I’ve continued to make almost daily trips to the hospital through these last three weeks while she’s been in, though I haven’t taken time off work as I did for the transplant. This seemed less serious, although, at times, it wasn’t. The viral infections could have been life-threatening complications.
Things are busy at work. And to spin the old saying, “when your wife is on her deathbed, nobody wishes they’d spent more time at the office”. But as bad as she felt, she wasn’t on her deathbed; and we still have to pay the bills. We’re continuing to get a tremendous amount of help from our church (which we don’t want to have to rely on), and some financial donations are coming in. But life will go on, and do not want to continue to be dependent on that kind of help. We need also to focus on being financially responsible in the months and years ahead (whatever happens). So in addition to working, and even working at home (I’m working with a “cloud-based” “marketing automation” program called Eloqua; it’s got quite a lot of capabilities, and in part I’m learning them, in part I’m using them, and in part I’m playing administrator), I’ve been doing quite a bit of running between places.

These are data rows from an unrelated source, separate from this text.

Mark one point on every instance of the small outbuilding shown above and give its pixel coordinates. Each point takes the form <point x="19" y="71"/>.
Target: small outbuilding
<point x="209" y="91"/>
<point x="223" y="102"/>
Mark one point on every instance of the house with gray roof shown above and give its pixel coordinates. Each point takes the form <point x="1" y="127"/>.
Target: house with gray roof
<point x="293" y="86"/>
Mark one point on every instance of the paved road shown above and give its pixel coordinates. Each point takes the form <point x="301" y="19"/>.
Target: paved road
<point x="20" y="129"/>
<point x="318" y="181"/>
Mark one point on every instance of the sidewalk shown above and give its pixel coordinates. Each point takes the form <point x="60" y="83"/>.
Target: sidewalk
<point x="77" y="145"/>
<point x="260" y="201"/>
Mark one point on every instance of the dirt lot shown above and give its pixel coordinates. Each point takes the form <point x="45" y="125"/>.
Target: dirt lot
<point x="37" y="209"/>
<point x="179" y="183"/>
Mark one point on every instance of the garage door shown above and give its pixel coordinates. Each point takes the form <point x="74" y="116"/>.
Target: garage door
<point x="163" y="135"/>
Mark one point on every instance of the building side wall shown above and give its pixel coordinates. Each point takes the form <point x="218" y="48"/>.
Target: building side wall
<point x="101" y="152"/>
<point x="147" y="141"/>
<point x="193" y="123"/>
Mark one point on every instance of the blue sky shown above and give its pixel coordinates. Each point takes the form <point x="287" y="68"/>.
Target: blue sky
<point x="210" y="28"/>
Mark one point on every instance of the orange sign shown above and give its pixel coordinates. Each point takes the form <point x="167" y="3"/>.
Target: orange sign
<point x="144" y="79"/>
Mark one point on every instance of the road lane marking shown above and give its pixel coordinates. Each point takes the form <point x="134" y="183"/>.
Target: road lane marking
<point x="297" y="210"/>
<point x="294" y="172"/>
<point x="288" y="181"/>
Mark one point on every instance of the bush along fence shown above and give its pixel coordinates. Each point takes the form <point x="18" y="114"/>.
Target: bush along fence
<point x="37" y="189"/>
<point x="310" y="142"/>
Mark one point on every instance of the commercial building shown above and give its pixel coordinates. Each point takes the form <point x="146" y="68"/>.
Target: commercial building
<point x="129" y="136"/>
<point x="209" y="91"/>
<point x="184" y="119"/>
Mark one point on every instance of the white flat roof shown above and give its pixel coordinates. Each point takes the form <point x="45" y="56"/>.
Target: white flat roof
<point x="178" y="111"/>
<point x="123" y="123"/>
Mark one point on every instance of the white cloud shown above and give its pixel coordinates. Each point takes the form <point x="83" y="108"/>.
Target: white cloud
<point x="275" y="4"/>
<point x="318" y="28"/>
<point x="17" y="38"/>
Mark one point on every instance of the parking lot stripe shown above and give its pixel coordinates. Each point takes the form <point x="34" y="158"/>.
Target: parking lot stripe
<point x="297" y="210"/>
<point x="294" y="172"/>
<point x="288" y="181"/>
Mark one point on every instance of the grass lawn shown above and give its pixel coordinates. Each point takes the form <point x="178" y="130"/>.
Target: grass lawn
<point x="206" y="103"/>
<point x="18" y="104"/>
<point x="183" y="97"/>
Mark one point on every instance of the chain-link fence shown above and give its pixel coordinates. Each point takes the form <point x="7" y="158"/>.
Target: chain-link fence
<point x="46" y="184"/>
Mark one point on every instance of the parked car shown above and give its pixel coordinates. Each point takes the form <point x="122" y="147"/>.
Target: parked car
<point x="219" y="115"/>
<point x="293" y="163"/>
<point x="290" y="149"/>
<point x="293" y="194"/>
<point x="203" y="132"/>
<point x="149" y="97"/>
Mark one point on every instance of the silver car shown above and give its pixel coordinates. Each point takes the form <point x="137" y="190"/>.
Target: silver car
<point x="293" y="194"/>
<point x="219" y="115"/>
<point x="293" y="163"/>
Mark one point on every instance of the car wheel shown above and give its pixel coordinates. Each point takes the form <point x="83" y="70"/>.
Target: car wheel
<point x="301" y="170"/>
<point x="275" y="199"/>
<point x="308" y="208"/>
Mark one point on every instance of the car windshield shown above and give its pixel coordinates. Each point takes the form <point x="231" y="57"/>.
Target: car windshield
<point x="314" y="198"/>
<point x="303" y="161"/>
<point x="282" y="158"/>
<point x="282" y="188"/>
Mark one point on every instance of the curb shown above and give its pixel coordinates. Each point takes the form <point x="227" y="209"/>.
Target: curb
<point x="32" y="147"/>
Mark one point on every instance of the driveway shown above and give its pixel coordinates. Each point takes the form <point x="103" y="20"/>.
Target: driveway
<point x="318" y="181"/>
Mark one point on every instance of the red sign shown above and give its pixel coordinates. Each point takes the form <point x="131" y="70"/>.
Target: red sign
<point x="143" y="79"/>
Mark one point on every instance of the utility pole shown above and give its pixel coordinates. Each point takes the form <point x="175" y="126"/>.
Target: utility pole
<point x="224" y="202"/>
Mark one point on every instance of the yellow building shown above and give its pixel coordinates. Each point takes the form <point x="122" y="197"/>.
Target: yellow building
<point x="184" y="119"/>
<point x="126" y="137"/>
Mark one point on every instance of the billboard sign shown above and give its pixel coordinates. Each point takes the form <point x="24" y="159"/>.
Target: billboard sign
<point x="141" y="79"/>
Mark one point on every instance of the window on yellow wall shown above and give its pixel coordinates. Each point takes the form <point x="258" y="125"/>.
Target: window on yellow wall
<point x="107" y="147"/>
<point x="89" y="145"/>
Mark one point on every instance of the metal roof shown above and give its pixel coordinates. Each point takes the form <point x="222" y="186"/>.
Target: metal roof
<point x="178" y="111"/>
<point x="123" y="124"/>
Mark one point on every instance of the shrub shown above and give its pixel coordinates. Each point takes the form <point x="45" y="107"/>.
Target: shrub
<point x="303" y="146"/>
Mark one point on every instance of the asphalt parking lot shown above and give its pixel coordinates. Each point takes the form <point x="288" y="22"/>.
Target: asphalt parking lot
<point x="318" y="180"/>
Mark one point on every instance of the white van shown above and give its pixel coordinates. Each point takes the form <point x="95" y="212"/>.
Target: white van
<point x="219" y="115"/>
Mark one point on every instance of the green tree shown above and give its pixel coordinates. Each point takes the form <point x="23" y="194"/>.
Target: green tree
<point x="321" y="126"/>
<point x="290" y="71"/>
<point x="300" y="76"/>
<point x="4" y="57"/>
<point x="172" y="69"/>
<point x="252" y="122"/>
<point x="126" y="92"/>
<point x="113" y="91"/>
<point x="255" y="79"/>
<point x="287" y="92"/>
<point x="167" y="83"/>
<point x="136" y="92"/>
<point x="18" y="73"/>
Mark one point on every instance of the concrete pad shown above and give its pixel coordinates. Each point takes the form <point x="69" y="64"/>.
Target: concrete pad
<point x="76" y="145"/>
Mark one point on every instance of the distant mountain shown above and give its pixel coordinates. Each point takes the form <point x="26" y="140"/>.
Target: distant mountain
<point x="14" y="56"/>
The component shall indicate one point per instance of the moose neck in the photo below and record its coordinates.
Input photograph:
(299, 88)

In addition to that, though, I’ve spent a lot of time in the last month collecting information and submitting it to both Social Security and the VA – Beth will qualify for Social Security disability (I believe); we are less hopeful that the military will consider her illness to be “service related” (although I suppose it is possible, and we intend to keep pressing this issue).
It’s Saturday; since Beth is not tied to the toilet, I can take the kids down to the hospital, and we can all sit and visit in the waiting area, without having to worry about sneaking Dani in. Hopefully, we’ll be there with soup.